La vaccinazione è la principale arma contro la pandemia che ha sconvolto il mondo: la scienza lo ribadisce dal principio di questa storia. Anche Papa Francesco ha richiamato tutti alla necessità di non negare le evidenze scientifiche sul vaccino. Era scontato, si potrebbe dire. La realtà è diversa. La Chiesa cattolica, infatti, non si è sempre schierata dalla parte della scienza e, per quanto fede e ragione abbiano spesso camminato su strade parallele, quella di Jorge Bergoglio sul vaccino è una svolta. Se non altro perché il Papa ha attaccato senza mezze misure il negazionismo, entrando nello specifico della questione. E questa rappresenta una delle tante novità apportate da questo pontificato, in specie durante l'evoluzione del quadro pandemico, che ha modificato i piani di Jorge Mario Bergoglio: il Santo Padre ha sospeso le visite apostoliche. Tra le mura leonine si augurano che il programmato viaggio in Iraq possa svolgersi durante i primi giorni di marzo.

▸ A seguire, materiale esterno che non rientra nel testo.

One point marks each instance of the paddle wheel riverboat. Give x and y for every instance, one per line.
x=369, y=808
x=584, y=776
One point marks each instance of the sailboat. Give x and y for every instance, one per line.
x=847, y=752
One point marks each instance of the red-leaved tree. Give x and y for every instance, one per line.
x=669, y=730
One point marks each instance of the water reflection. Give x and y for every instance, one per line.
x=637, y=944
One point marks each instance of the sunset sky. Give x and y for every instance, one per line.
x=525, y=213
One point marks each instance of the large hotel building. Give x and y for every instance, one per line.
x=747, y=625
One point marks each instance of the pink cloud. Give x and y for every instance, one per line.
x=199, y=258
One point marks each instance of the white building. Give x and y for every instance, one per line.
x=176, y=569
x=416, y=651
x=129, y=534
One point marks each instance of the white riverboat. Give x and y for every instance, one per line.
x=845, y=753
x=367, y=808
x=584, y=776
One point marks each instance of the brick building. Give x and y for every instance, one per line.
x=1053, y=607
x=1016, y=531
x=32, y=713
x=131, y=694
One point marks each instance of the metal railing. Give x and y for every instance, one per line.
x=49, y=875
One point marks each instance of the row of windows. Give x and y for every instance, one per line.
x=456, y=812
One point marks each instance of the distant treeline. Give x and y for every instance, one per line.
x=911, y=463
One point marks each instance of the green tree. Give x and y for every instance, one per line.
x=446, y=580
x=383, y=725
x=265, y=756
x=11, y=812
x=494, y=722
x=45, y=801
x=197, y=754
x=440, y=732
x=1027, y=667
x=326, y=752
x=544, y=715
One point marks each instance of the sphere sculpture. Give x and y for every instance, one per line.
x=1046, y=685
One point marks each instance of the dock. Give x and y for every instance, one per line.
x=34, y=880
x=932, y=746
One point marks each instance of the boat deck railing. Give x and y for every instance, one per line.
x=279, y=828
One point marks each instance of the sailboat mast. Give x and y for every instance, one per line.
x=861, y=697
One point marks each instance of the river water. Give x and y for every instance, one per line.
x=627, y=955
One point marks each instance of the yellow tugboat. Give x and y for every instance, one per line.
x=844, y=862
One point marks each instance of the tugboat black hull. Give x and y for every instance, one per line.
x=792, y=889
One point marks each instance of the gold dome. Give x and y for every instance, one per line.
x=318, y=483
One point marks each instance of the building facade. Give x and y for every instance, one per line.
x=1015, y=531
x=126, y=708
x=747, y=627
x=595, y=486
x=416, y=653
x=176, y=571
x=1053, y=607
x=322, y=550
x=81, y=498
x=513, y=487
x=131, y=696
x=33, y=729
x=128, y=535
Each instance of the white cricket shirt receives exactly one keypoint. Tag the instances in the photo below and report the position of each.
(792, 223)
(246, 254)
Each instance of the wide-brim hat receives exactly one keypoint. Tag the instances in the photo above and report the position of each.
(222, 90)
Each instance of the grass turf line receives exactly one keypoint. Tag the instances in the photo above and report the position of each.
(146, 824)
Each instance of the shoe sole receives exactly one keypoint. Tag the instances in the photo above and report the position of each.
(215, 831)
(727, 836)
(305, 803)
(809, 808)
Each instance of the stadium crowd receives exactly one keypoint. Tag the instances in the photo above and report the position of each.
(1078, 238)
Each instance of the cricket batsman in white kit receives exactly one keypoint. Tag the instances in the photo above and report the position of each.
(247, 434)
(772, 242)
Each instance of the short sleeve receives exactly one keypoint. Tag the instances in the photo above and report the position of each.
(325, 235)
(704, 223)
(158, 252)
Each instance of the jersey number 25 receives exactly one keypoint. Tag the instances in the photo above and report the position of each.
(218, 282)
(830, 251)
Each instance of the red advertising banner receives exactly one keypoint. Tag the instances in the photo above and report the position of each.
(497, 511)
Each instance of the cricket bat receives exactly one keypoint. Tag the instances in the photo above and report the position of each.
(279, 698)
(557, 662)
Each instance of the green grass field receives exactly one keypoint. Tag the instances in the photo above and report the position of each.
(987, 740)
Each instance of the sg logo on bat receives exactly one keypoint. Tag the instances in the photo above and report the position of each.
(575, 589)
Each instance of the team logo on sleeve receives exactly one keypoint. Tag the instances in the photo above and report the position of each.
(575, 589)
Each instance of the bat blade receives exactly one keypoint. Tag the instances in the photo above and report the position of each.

Il pontefice argentino ha deciso d'intervenire sull'argomento "vaccino" attraverso l'intervista concessa a Fabio Marchese Ragona. Un confronto a 360 gradi che è andato in onda su Canale 5. Poco dopo, l'ex arcivescovo di Buenos Aires si è vaccinato. Anche il papa emerito Joseph Ratzinger è stato sottoposto alla vaccinazione anti-Covid19. Tanto il regnante quanto l'ex pontefice hanno scelto di non mediatizzare il momento: le telecamere non li hanno ripresi. Il Vaticano, nel contempo, ha attivato il "piano vaccini" come tutti gli altri Stati europei. Così come in Santa Sede, nel momento in cui è stato disposto il lockdown nazionale, si sono allineati alle disposizioni del governo italiano. Se lo stupore per queste procedure può non essere giustificato, lo stesso non si può dire per la fermezza con cui Francesco ha stroncato il negazionismo: "C'è un negazionismo suicida - ha affermato il Papa sudamericano durante l'intervista - che non saprei spiegare, il vaccino si deve prendere". E ancora: "Io credo che eticamente tutti debbano prendere il vaccino, è un'opzione etica, perché tu ti giochi la salute, la vita, ma ti giochi anche la vita di altri". Sono le argomentazioni della scienza. Quelle che il Papa ha fatto sue.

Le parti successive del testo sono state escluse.